Old Zhong's Watch
Old Zhong has mended watches at the lane mouth for thirty years — dead movements, cloudy glass, broken straps, made to tick again. Few wear mechanical watches now, yet the old still come, and so do grandsons sent by grandfathers. A dented watch from a late husband comes back to life under his hand, and an old woman hears her lost one in its tick. Old Zhong says the watch lives, so the person lives. A quiet tale of a vanishing craft, and the time kept by the hand.
Old Zhong had mended watches at the lane mouth for thirty years.
His counter was the smallest: a pane of glass, and beneath it a magnifier, tweezers, gears of every size, a few coils of spring. Most who came were old — a watch that would not tick, a glass gone cloudy, a strap broken. Old Zhong took it, opened the back, blew, nudged, closed it, and said try. The old man leaned in, heard the tick, and smiled.
Few wear mechanical watches now. When a young one comes it is mostly for a grandfather — his old Shanghai stopped. Old Zhong says a watch is a machine, but also a keepsake; inside it hides the years.
Old Zhong loved watches himself. On the counter sat an old pocket watch his master had passed him, its brass shell worn bright. A watch is like a person, he said; it needs someone to mind it, or it will not go.
Once an old woman brought a worn watch, its case dented; it was her late husband's, laid by ten years, found yesterday, not running. Old Zhong took it, opened with care; the oil had dried to lumps, the gears rusted stuck. He cleaned, oiled, set a new hairspring, aligned the beat; the hands trembled and walked. The woman held it to her ear, tears came, and said she heard him. Old Zhong said, the watch lives, so the person lives.
Children came too, saying father's watch broke. Old Zhong charged nothing, fixed it, and said wear it well; a true watch keeps a true heart.

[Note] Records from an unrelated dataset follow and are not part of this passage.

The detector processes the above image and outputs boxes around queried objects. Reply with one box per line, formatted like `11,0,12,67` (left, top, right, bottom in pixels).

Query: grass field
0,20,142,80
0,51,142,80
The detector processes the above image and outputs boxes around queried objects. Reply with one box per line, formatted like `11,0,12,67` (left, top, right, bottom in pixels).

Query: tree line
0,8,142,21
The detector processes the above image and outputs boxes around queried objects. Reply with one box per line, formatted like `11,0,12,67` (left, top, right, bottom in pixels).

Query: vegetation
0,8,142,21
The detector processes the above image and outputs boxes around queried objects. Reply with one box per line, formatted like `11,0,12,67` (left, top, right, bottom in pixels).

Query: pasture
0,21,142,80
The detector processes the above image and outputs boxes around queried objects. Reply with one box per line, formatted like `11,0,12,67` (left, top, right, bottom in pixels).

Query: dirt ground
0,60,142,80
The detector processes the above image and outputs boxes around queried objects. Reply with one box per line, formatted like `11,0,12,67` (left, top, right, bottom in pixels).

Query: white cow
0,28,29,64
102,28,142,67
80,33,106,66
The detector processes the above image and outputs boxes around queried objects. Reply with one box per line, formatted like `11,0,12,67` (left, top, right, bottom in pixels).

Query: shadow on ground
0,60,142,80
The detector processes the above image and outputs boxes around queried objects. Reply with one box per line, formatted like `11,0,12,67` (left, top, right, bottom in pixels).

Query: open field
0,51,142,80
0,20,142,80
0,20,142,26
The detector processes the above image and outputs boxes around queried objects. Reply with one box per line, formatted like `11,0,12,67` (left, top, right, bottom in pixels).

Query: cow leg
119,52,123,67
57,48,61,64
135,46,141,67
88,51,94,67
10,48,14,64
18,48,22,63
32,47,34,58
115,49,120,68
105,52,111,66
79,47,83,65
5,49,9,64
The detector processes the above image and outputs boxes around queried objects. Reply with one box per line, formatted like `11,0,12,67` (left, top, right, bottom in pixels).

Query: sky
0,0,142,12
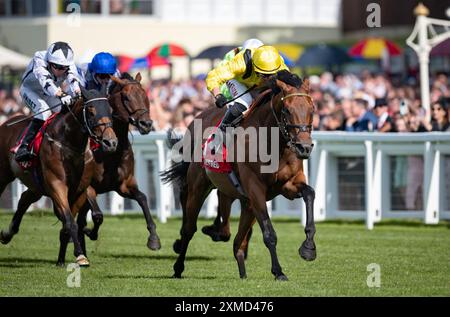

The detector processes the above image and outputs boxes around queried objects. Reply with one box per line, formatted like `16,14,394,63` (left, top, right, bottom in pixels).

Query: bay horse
77,73,161,254
162,71,316,280
0,86,117,266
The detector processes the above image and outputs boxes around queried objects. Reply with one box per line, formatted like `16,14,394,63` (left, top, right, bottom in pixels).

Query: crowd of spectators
0,72,450,132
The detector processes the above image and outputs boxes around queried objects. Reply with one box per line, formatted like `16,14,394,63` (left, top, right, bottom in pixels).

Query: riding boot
219,102,247,132
217,102,247,146
15,118,44,162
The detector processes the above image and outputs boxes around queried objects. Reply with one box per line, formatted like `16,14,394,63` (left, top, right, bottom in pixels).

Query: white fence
3,132,450,229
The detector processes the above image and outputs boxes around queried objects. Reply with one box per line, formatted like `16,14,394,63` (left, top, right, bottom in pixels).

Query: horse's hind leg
233,201,255,278
0,189,42,244
241,167,287,281
117,176,161,250
173,165,211,278
298,184,316,261
48,180,89,266
80,186,103,241
202,191,234,242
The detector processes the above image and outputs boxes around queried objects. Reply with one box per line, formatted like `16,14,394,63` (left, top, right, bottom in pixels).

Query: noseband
115,82,149,127
270,92,313,154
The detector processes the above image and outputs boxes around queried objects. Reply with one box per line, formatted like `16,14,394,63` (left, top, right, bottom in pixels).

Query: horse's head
276,73,314,159
111,74,153,134
79,86,118,152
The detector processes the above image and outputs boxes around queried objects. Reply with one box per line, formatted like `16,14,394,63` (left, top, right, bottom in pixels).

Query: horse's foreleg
173,165,211,278
82,186,103,241
298,184,316,261
117,176,161,250
70,193,89,256
240,167,287,281
48,181,89,266
202,191,234,242
233,201,255,278
0,189,42,244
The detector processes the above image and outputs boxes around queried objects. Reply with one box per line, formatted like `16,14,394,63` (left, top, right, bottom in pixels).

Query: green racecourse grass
0,211,450,297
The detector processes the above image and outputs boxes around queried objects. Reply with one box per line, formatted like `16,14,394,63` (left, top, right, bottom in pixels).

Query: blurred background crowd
0,71,450,132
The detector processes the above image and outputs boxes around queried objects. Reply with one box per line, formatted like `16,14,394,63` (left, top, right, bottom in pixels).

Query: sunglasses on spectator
256,73,272,78
50,63,69,70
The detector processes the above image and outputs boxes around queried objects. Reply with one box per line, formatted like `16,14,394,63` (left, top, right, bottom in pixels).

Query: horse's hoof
173,239,181,254
83,228,98,241
147,236,161,251
75,254,89,267
275,274,288,281
0,230,12,244
298,241,317,261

His son in the capital urged him to close the counter; the craft is fading, he said. Old Zhong said, fading, but they still come. He kept an old Shanghai for himself, wound it daily, and it kept perfect time.
One autumn the cultural center held the old-crafts fair; Old Zhong went, set a table, mended on site. Among the watchers a young man brought a cheap digital watch. Don't laugh, uncle, he said, it's my grandpa's, this one only. Old Zhong worked a while, changed the battery, set the time; the young man put it on, raised his wrist like treasure found. A good watch isn't dear, Old Zhong said, it's had someone to wear it.

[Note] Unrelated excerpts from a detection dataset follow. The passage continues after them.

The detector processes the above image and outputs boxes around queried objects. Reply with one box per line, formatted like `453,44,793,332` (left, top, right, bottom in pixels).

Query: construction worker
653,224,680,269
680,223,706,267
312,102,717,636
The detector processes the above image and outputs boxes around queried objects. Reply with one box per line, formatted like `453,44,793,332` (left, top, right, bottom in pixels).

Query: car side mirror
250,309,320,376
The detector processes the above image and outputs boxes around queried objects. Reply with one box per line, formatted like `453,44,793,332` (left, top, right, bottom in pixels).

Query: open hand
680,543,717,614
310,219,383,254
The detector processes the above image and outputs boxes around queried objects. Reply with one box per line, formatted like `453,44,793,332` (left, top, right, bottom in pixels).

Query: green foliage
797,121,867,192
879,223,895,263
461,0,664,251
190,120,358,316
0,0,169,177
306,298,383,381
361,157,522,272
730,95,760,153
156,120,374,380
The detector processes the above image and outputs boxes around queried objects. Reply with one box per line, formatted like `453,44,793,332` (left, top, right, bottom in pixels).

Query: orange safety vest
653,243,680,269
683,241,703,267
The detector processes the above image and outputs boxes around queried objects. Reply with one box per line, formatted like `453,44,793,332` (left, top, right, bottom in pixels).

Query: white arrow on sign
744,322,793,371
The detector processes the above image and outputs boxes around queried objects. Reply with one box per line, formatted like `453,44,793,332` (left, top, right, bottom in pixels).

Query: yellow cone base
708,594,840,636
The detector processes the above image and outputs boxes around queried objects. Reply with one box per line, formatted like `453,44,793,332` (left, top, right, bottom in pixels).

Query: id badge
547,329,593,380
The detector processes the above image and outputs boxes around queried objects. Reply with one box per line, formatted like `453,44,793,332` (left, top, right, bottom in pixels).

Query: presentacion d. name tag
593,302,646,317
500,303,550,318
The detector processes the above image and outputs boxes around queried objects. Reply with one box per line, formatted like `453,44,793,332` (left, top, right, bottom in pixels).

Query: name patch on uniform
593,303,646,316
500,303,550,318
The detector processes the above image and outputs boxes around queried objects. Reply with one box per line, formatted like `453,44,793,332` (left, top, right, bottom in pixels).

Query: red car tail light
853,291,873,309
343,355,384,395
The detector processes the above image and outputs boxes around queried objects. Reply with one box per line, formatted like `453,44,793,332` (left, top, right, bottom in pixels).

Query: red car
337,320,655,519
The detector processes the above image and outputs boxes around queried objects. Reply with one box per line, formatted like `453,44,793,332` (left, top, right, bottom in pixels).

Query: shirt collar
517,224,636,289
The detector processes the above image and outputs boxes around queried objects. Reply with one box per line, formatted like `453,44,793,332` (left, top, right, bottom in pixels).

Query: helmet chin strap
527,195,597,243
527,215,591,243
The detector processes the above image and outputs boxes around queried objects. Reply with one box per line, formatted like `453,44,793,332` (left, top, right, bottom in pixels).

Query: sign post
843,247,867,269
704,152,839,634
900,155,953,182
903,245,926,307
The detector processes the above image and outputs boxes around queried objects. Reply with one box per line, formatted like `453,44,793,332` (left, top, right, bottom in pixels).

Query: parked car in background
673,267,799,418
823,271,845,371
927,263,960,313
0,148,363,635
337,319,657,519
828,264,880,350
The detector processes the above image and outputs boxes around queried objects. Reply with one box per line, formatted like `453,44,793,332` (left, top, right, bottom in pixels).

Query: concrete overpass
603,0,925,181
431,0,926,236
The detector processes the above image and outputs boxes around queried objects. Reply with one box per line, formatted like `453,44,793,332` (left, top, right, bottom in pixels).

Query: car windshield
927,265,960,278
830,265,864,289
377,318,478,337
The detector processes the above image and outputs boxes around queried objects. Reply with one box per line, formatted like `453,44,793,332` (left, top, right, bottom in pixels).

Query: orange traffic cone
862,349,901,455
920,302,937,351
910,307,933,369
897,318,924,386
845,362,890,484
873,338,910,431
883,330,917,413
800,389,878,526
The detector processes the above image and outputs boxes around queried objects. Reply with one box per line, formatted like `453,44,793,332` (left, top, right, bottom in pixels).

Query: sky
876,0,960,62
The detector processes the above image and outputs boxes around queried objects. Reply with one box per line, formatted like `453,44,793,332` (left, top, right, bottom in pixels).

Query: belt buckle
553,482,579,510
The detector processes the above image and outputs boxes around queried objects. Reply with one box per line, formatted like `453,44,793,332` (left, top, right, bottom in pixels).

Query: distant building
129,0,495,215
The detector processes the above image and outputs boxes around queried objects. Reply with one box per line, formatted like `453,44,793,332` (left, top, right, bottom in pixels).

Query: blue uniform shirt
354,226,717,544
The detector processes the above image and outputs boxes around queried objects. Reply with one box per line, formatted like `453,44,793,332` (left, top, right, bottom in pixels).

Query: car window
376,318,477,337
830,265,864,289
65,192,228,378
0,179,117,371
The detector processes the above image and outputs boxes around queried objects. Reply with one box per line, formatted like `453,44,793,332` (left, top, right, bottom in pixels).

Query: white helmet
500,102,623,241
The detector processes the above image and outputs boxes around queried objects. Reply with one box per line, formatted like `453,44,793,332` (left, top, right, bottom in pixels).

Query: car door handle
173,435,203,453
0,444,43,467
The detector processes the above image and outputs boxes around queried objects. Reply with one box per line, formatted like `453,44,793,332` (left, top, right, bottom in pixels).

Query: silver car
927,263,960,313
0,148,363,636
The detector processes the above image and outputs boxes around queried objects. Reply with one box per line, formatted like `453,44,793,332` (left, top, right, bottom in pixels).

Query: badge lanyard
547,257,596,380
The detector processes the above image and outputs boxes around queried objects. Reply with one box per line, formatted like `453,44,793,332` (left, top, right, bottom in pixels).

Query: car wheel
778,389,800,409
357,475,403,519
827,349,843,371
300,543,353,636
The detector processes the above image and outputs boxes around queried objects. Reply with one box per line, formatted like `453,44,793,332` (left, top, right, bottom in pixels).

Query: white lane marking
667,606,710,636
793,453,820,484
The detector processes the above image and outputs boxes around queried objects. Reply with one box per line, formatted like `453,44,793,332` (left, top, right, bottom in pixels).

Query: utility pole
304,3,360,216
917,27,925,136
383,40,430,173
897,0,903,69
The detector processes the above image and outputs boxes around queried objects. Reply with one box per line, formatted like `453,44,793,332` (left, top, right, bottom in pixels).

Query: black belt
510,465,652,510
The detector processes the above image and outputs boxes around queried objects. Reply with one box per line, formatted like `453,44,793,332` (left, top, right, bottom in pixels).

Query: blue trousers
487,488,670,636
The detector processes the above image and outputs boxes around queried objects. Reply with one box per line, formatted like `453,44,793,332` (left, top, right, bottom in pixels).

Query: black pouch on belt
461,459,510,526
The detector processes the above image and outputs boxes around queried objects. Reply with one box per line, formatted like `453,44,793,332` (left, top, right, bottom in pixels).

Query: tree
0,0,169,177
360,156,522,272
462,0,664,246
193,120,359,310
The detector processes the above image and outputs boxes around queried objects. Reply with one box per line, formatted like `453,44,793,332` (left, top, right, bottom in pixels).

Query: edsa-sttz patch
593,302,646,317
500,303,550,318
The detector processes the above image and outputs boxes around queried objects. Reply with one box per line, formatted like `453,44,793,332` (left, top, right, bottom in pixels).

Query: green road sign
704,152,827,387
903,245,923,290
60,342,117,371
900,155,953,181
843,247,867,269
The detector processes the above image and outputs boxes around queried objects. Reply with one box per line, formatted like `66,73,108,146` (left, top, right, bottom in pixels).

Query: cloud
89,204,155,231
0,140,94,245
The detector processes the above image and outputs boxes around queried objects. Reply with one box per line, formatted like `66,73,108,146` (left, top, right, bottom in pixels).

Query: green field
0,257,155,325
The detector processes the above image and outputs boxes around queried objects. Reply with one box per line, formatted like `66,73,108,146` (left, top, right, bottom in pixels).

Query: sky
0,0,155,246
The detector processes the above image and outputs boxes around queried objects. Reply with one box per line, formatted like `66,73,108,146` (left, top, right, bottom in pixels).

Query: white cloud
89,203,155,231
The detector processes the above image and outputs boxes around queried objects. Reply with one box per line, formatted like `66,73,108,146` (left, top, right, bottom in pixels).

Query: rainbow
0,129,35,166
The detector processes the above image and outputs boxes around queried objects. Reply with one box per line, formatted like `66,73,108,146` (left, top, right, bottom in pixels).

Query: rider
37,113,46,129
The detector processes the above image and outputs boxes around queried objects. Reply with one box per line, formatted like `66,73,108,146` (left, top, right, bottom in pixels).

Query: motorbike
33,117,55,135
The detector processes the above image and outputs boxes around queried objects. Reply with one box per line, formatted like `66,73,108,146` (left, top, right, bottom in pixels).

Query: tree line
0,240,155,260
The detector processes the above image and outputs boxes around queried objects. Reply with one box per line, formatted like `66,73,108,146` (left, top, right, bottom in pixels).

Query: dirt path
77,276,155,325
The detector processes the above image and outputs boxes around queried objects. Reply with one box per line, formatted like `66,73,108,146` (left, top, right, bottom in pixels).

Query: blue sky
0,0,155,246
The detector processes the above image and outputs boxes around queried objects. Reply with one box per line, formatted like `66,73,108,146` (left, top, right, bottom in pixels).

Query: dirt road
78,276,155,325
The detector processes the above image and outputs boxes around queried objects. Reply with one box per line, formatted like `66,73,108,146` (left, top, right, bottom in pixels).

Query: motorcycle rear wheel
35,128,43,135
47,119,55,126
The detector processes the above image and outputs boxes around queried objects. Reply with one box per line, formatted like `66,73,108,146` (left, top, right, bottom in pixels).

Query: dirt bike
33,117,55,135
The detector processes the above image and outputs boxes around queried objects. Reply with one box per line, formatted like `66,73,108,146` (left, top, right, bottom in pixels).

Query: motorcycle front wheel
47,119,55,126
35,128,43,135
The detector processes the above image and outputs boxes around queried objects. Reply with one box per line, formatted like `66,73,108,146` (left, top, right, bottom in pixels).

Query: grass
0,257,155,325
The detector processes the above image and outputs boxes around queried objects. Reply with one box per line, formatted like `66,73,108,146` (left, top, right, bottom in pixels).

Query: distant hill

Days went on. Old Zhong's counter stood wiped in sun, draped in cloth in rain. Once half a month passed with no customer; he did not fret, wiped a watch, watched the lane. The craft will end, he said, but as long as someone treasures a watch, there will be watches to mend.

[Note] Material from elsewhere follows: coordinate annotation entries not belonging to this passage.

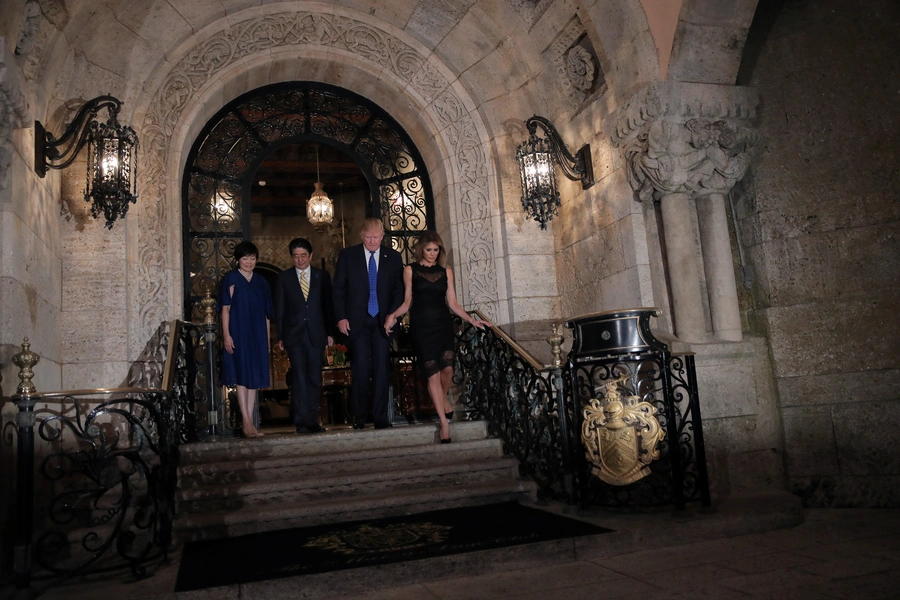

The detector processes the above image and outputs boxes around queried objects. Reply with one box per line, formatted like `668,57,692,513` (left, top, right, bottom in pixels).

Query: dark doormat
175,502,611,592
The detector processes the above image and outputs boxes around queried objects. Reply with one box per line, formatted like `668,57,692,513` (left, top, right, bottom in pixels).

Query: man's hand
384,315,397,335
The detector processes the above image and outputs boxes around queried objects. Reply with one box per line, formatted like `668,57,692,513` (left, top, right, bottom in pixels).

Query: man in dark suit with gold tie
334,219,404,429
275,238,334,433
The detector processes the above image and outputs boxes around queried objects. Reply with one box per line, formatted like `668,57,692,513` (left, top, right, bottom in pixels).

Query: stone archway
128,6,506,358
182,81,435,319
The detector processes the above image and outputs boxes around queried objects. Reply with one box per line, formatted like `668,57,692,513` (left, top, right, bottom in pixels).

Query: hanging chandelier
306,145,334,229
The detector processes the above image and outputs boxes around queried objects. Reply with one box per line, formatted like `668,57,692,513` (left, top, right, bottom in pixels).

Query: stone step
178,439,503,490
181,421,487,466
178,458,518,514
176,478,537,543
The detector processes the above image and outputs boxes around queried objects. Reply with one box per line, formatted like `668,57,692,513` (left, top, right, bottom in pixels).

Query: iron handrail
469,308,549,371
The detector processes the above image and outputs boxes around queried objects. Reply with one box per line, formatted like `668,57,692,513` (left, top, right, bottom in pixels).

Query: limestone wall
0,31,64,398
738,0,900,506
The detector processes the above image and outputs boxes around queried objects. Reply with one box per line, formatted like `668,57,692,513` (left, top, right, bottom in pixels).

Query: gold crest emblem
581,375,666,485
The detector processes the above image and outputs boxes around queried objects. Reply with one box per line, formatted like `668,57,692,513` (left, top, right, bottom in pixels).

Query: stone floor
344,509,900,600
12,493,900,600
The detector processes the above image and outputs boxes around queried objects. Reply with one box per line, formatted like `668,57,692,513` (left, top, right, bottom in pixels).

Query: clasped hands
384,315,493,335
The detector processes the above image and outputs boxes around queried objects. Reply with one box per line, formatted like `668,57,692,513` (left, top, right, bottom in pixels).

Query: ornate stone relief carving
509,0,553,27
612,84,759,201
137,11,497,344
16,0,69,81
545,16,602,109
0,37,31,189
625,119,756,201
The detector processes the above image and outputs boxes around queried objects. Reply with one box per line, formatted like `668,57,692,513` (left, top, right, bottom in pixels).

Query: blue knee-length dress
219,269,275,389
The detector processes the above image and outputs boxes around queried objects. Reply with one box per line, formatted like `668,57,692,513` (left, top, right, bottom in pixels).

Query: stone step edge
181,421,487,464
175,479,537,532
177,457,519,501
178,438,502,477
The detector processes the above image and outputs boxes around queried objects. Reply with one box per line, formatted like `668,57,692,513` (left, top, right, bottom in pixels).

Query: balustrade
457,309,710,509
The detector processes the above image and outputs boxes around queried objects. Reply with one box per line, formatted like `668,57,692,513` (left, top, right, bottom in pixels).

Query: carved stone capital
612,84,759,201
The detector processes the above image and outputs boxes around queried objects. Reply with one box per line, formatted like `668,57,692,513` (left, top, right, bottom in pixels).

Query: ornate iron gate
182,82,434,321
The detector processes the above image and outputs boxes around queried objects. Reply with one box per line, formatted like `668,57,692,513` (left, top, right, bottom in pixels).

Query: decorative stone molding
0,37,31,189
625,119,757,201
612,83,759,343
612,83,759,201
16,0,41,56
137,7,498,346
546,16,599,109
16,0,69,81
509,0,554,27
611,82,759,146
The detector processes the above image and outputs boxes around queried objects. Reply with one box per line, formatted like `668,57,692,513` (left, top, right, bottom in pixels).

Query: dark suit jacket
275,267,335,348
334,244,403,340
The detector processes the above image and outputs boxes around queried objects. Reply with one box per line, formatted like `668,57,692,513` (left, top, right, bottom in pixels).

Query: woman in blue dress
219,242,275,437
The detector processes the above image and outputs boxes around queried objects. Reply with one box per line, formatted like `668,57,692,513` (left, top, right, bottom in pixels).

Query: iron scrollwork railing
12,321,196,589
457,311,569,499
457,309,710,509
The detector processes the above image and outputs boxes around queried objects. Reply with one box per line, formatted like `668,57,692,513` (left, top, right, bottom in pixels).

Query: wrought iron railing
12,321,196,589
457,309,710,509
457,311,571,498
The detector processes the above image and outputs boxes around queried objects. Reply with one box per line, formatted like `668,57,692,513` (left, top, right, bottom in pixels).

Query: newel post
200,291,219,439
12,338,41,589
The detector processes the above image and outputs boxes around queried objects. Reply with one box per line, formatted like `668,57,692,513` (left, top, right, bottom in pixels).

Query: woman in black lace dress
384,231,490,444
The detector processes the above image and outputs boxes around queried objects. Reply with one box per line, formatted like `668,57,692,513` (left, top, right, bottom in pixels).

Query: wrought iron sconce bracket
34,96,139,229
516,115,594,229
525,115,595,190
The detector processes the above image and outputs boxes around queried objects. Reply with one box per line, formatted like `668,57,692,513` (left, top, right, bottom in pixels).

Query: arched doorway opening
182,81,434,319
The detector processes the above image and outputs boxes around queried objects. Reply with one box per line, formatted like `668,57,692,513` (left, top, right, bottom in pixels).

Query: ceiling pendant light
306,145,334,229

Year's end he wrote a line for the counter: the gears spent, a life's affairs; the hand still points, an old friend's face. Some said it was too literary; Old Zhong said, what I mend is time.
At night, closing, Old Zhong tucked the old pocket watch in his breast. Wind crossed the lane mouth; far off the office towers still burned with light, and countless screens flickered. He thought, those leaping digits will, one day, need someone with hands to count them again, notch by notch.